Risk-Adjusted Performance

2 of 100

 
Weak
 
Strong
Weak
Compared to the overall equity markets, risk-adjusted returns on investments in Genfit are ranked lower than 2 (%) of all global equities and portfolios over the last 90 days. In spite of comparatively uncertain technical and fundamental indicators, Genfit may actually be approaching a critical reversion point that can send shares even higher in December 2024.

Nkarta and Genfit Volatility Contrast

   Predicted Return Density   
       Returns  

Pair Trading with Nkarta and Genfit

The main advantage of trading using opposite Nkarta and Genfit positions is that it hedges away some unsystematic risk.
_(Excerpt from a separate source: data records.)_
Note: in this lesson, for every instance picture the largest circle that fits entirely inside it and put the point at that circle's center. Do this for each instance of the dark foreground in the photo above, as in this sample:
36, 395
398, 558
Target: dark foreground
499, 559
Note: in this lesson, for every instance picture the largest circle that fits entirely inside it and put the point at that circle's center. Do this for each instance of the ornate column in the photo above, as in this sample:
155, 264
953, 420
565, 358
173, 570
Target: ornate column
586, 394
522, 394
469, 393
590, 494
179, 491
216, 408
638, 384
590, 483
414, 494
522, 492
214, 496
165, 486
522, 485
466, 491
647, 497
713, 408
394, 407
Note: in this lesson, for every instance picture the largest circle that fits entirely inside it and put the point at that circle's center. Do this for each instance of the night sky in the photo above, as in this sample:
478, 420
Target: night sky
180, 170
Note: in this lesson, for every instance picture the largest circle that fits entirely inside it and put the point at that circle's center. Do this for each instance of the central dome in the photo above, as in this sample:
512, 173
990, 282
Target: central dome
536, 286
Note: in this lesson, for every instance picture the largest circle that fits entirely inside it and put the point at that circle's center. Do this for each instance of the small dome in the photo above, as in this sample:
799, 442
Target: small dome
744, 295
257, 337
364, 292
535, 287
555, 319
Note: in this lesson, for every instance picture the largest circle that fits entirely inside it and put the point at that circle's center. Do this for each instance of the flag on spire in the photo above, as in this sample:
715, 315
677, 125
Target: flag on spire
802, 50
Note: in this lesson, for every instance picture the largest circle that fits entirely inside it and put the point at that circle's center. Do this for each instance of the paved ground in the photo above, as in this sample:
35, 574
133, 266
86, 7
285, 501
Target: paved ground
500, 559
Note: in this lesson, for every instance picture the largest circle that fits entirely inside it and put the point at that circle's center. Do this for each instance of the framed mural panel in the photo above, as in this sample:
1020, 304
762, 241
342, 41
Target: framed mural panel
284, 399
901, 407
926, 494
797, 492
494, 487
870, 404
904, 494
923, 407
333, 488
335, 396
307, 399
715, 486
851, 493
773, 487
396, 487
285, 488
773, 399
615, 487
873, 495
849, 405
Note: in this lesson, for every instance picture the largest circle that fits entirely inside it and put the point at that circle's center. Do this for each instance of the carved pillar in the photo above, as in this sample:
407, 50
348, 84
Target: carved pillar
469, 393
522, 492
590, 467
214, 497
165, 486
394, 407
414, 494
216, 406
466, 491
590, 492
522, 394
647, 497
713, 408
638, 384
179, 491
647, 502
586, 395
Because of two separate transactions, even if Nkarta position performs unexpectedly, Genfit can make up some of the losses. Pair trading also minimizes risk from directional movements in the market. For example, if an entire industry or sector drops because of unexpected headlines, the short position in Genfit will offset losses from the drop in Genfit's long position.
The idea behind Nkarta Inc and Genfit pairs trading is to make the combined position market-neutral, meaning the overall market's direction will not affect its win or loss (or potential downside or upside). This can be achieved by designing a pairs trade with two highly correlated stocks or equities that operate in a similar space or sector, making it possible to obtain profits through simple and relatively low-risk investment.
Check out your portfolio center.
Note that this page's information should be used as a complementary analysis to find the right mix of equity instruments to add to your existing portfolios or create a brand new portfolio. You can also try the Portfolio Center module to all portfolio management and optimization tools to improve performance of your portfolios.